Phase appearance or disappearance in two-phase flows

TL;DR

This paper addresses numerical challenges in simulating two-phase flows during phase appearance or disappearance, proposing robust methods to handle loss of hyperbolicity and positivity issues, with demonstrated effectiveness in simulations.

Contribution

It introduces novel numerical schemes that avoid eigenvector computations and ensure positivity, improving the robustness of two-phase flow simulations during phase transitions.

Findings

Proposed polynomial solvers eliminate the need for eigenvector calculations.

Adaptive numerical diffusion effectively maintains positivity.

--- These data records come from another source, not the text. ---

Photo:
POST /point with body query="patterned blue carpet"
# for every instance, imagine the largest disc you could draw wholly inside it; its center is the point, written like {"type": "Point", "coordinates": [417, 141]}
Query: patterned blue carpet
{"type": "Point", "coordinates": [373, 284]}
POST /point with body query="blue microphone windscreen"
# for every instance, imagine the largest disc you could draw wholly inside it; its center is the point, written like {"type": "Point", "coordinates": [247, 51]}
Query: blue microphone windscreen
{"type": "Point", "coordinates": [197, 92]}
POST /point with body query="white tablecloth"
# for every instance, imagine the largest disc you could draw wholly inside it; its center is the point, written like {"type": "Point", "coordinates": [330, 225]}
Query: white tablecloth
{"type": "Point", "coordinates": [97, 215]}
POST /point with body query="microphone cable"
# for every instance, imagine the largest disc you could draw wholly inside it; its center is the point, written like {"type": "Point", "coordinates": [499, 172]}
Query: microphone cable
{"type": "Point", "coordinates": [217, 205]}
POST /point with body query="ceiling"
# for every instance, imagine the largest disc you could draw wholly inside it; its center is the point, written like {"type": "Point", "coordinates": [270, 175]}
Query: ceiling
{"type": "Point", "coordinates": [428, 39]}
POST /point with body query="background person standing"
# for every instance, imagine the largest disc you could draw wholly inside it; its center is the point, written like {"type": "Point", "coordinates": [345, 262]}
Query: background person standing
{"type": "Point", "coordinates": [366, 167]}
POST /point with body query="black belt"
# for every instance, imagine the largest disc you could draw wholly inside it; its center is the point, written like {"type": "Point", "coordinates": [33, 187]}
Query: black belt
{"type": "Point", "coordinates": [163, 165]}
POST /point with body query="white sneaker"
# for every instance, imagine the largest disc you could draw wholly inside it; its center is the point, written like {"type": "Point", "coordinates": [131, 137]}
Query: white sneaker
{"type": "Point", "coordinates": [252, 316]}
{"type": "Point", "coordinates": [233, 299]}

Numerical results confirm the efficiency of the new methods.

Abstract

This paper is devoted to the treatment of specific numerical problems which appear when phase appearance or disappearance occurs in models of two-phase flows. Such models have crucial importance in many industrial areas such as nuclear power plant safety studies. In this paper, two outstanding problems are identified: first, the loss of hyperbolicity of the system when a phase appears or disappears and second, the lack of positivity of standard shock capturing schemes such as the Roe scheme. After an asymptotic study of the model, this paper proposes accurate and robust numerical methods adapted to the simulation of phase appearance or disappearance. Polynomial solvers are developed to avoid the use of eigenvectors which are needed in usual shock capturing schemes, and a method based on an adaptive numerical diffusion is designed to treat the positivity problems. An alternate method, based on the use of the hyperbolic tangent function instead of a polynomial, is also considered. Numerical results are presented which demonstrate the efficiency of the proposed solutions.